Magnetic system holds its magnetic strength best during most of the magnetic flux is granted the ability to loop through ferromagnetic medium instead of air. Magnetic system in rubber coated magnet will form a magnetic circuit with ferromagnetic load after stuck to each other. Take the pull force of A43 as an example, simulation results of practical and expected arrangement reached 123.0N and 78.7N, respectively. With the same cost, practical arrangement utilizing sintered Neodymium magnets with opposite poles right next to each other exhibit much stronger pull force in comparison with the expected arrangement.

Encapsulation process of rubber coated magnet is processed via vulcanization or injection molding technology. Vulcanization and injection molding technology is corresponding to vulcanized silicon rubber and thermo-plastic-rubber material (TPR), respectively.

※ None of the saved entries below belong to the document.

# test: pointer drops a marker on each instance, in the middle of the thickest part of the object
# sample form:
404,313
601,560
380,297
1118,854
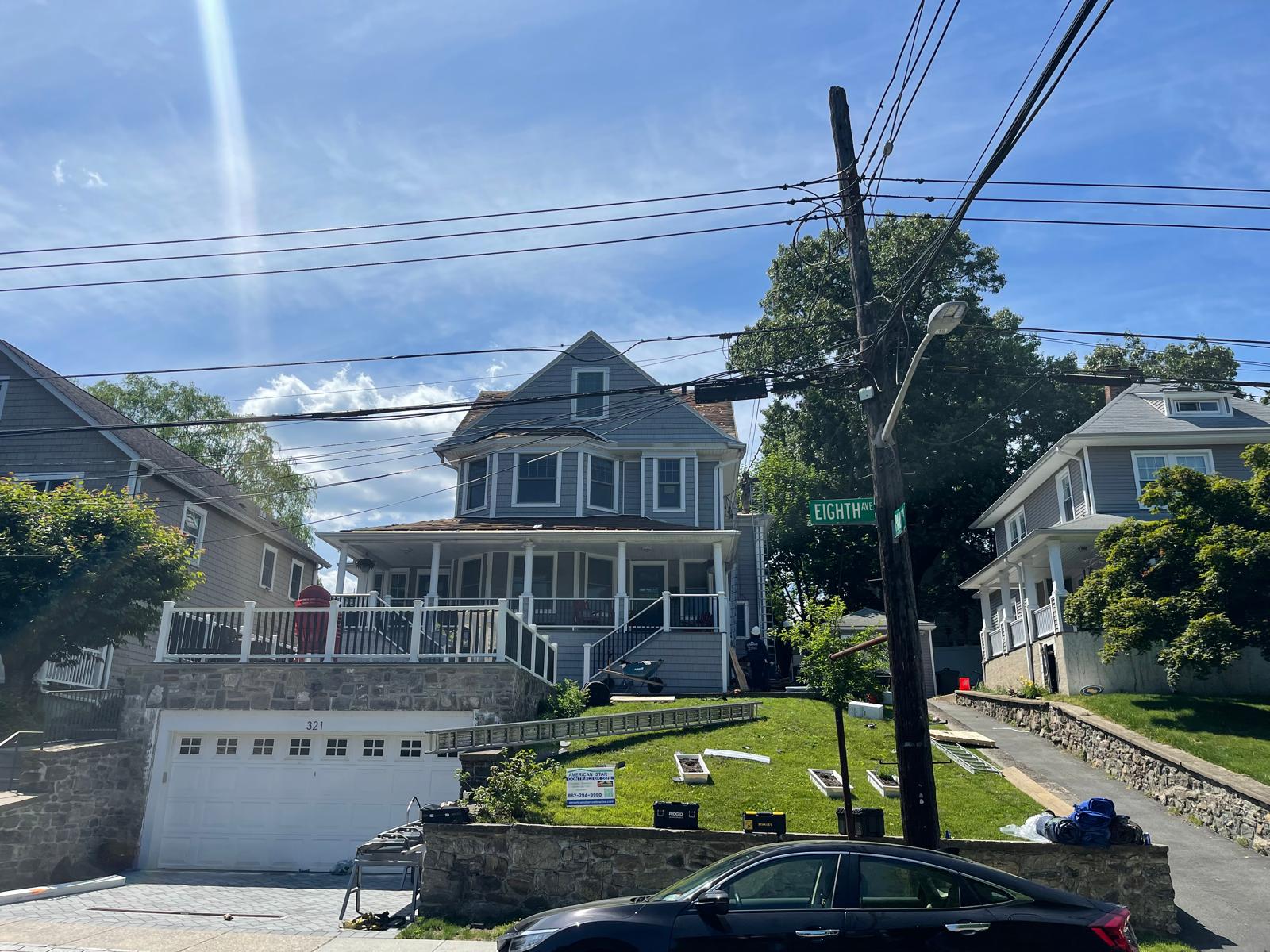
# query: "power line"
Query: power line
418,221
400,260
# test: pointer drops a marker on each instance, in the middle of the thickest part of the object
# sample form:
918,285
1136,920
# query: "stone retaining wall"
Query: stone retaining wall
498,871
79,816
1226,803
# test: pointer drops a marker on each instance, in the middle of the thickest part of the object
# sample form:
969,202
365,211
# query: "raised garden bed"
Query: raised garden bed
829,782
886,784
692,768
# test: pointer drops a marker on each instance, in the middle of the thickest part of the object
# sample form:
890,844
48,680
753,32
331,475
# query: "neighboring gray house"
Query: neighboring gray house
1045,524
247,556
607,522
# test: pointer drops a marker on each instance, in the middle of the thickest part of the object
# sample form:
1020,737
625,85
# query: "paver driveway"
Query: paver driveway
286,904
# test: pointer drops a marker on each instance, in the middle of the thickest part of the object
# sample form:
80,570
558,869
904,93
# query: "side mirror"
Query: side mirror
714,903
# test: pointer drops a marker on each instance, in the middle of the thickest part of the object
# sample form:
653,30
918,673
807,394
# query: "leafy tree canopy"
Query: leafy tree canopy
80,569
243,452
1191,585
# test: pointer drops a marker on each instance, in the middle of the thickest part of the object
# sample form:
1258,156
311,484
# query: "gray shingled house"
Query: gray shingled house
1045,524
247,555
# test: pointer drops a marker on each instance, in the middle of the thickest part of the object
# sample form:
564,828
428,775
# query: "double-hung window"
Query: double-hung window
194,522
1149,463
590,382
602,484
475,484
537,479
668,488
1016,527
1066,497
268,562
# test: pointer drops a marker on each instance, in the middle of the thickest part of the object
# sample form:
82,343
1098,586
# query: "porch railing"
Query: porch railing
90,668
360,632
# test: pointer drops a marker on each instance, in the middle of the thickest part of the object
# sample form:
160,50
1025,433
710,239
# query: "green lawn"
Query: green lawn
1230,731
797,734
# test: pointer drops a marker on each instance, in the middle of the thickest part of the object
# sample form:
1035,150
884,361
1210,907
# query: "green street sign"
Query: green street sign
842,512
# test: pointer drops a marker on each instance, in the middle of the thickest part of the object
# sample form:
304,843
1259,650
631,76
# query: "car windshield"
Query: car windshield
690,884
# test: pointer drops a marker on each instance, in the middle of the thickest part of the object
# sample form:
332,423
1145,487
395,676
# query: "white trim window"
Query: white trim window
475,489
1198,405
194,524
1016,527
668,484
48,482
1066,495
296,583
537,480
590,380
268,565
1149,463
602,482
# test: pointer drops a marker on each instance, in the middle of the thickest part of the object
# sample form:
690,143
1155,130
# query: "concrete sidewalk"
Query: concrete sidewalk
1222,889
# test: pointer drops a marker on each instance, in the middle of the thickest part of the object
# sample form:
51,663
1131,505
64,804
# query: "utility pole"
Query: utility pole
918,805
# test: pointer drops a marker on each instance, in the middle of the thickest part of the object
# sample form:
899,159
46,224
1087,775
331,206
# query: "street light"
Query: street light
944,321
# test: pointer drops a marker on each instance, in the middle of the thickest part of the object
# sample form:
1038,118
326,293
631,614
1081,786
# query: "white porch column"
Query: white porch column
341,570
435,574
527,590
620,613
1029,587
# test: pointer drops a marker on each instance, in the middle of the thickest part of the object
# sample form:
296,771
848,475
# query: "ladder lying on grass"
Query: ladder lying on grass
526,733
965,758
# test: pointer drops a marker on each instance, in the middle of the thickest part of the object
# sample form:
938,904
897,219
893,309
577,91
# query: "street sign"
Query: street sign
591,786
842,512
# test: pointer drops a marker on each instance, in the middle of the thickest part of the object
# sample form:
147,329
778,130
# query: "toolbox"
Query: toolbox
675,816
764,822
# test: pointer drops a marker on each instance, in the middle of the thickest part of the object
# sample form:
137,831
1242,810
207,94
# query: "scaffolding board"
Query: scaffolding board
965,758
454,740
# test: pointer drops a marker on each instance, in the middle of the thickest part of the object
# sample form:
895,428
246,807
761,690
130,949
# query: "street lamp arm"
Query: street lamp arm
888,428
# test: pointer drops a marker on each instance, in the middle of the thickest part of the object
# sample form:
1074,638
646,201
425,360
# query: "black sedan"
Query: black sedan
822,896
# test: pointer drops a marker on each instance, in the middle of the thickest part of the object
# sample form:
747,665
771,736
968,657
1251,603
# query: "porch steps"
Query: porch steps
965,758
527,733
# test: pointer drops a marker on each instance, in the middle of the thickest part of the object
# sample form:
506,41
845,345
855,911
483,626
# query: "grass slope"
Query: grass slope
1230,731
797,734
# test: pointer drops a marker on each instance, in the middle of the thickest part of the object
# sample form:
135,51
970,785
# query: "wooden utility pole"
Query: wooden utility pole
918,805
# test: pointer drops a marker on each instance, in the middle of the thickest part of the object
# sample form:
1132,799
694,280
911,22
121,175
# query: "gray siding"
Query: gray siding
1115,488
633,419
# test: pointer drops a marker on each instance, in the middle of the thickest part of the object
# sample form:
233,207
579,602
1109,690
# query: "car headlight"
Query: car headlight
525,941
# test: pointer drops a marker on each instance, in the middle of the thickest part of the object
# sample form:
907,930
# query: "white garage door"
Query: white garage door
264,800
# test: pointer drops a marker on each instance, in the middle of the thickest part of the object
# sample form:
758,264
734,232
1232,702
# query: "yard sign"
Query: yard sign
591,786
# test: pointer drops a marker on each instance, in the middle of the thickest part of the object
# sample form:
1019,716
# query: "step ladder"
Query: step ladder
965,758
526,733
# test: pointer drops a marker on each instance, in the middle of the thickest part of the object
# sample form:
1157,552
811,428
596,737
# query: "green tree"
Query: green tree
80,569
979,413
1198,362
241,452
1191,585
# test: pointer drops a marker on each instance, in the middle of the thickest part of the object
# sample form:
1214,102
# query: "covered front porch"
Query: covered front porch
1022,593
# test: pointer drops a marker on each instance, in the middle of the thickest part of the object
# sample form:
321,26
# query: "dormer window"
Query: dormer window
590,381
1198,405
1016,527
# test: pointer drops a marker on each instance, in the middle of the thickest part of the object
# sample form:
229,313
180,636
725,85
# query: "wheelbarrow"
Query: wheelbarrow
626,674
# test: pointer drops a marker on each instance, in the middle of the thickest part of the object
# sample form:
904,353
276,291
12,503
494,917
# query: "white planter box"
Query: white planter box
829,782
692,768
887,785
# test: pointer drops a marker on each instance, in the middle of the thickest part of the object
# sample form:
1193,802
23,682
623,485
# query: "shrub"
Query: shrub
568,698
514,793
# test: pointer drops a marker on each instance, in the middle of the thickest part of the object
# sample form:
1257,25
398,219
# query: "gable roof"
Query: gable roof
165,459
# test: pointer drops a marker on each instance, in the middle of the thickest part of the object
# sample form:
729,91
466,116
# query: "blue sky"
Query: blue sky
167,120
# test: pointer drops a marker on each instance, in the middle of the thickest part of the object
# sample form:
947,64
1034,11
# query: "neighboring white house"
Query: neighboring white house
1045,524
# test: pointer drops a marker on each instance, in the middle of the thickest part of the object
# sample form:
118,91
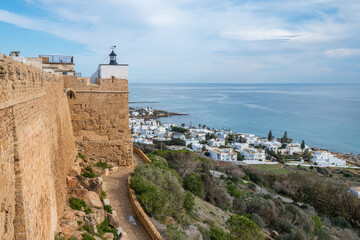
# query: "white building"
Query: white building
113,69
253,154
251,138
216,142
143,141
241,146
326,159
223,154
222,134
197,147
273,145
292,148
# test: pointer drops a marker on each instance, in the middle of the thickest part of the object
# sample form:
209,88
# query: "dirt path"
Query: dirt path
116,188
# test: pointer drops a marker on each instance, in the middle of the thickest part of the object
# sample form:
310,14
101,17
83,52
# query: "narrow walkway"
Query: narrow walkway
117,193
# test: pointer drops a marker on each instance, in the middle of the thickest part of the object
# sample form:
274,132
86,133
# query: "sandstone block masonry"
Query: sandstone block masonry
40,113
36,150
100,118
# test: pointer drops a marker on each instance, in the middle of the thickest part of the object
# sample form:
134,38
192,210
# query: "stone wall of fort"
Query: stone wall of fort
100,118
36,150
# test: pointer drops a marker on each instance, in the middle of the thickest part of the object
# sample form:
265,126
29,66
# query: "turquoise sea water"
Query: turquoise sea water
324,115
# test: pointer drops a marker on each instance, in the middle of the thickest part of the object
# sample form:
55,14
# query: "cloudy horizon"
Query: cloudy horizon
278,41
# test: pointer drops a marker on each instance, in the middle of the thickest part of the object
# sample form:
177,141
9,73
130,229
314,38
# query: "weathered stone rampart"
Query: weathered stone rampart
100,118
36,150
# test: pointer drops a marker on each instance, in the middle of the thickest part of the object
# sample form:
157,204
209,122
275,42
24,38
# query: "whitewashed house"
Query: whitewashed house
253,154
272,145
223,154
241,146
326,159
292,148
216,142
197,147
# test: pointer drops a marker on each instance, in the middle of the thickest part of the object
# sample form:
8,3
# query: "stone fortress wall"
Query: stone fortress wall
42,115
100,118
37,150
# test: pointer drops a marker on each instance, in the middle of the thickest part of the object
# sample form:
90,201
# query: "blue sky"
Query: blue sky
258,41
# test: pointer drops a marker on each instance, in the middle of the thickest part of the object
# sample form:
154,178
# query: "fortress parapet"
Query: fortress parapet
100,114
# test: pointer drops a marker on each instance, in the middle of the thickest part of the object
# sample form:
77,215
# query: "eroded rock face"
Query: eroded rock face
92,200
67,230
91,219
100,215
113,220
108,236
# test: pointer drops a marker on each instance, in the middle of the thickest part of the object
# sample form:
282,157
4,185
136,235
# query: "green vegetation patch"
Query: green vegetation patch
88,173
103,165
77,204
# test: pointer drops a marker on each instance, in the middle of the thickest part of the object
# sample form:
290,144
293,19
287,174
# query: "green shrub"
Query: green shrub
81,156
87,228
322,234
243,228
233,190
159,189
216,233
195,185
189,201
88,210
258,220
317,222
173,233
77,204
341,222
103,165
89,173
108,208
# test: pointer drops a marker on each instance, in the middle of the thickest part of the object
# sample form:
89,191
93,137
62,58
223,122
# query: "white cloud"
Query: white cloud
342,52
205,37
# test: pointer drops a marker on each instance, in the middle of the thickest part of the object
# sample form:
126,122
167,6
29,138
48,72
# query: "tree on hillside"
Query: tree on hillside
270,136
303,145
243,228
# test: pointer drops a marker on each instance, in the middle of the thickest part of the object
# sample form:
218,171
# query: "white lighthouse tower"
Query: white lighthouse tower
113,69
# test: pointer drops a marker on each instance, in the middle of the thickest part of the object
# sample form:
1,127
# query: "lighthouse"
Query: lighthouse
112,69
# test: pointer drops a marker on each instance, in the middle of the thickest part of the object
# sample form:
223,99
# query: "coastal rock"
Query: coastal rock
91,219
67,230
92,200
100,215
80,193
75,171
80,213
71,182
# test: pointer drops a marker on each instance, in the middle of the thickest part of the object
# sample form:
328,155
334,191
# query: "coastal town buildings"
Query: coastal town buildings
323,158
253,154
223,154
216,144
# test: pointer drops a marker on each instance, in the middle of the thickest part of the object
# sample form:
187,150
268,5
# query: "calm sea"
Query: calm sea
324,115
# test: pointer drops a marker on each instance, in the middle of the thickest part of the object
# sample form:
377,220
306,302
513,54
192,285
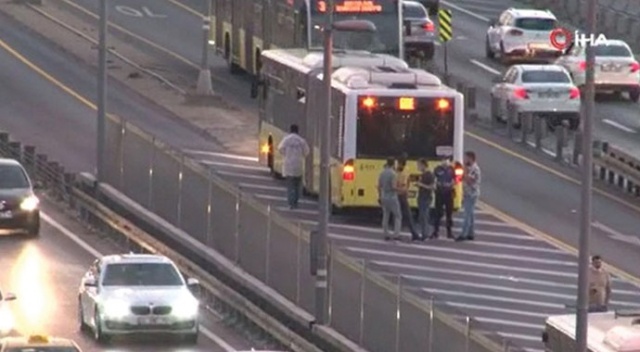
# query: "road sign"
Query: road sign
444,21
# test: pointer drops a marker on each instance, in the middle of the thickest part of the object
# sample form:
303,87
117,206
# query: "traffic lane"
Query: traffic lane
78,77
180,43
48,269
31,108
551,204
616,120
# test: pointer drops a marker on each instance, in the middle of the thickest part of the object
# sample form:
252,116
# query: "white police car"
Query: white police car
616,69
522,35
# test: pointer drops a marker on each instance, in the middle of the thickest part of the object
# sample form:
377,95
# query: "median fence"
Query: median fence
380,313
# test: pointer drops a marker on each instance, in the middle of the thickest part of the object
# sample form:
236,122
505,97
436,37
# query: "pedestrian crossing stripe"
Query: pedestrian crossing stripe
444,21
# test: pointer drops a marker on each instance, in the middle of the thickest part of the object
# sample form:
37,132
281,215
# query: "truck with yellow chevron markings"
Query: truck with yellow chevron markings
242,29
381,109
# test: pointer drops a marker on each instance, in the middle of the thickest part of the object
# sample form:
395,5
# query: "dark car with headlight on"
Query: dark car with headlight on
19,206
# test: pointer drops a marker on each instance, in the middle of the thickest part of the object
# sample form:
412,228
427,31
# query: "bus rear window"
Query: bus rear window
386,131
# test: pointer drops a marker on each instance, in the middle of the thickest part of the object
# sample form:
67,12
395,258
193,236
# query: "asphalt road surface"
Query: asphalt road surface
44,274
524,185
522,277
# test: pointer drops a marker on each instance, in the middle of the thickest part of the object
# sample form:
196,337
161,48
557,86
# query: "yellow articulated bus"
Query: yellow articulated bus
381,109
242,29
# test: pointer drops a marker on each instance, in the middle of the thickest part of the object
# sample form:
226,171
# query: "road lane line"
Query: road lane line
135,36
485,67
618,126
465,11
503,288
95,253
537,233
550,250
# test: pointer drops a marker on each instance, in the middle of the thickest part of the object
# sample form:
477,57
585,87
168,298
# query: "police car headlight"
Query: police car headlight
114,308
186,308
30,203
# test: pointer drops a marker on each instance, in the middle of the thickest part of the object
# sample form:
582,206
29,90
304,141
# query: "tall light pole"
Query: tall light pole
325,170
204,85
102,91
582,316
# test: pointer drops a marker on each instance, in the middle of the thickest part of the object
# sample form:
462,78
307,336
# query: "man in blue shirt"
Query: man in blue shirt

Injection molding technology of rubber coated magnet is belonging to overmolding process which involves 2 separate molds. The first mold produces a rubber part with cavity for the magnetic system. Magnetic system is then placed into the first rubber part. The assembly is subsequently inserted into the second mold where the second half of rubber part in injected, covering the magnetic system and fusing with the first half of the rubber part. For rubber coated magnet, injection molding technology is the more conventional encapsulation process compared with vulcanization technology due to the production efficiency, raw material cost, utilization rate of recycled material, and color flexibility. Even vulcanization technology is generally condemned for relatively higher cost, but vulcanized silicon rubber coating can serve more superior durability and slide resistance to rubber coated magnet.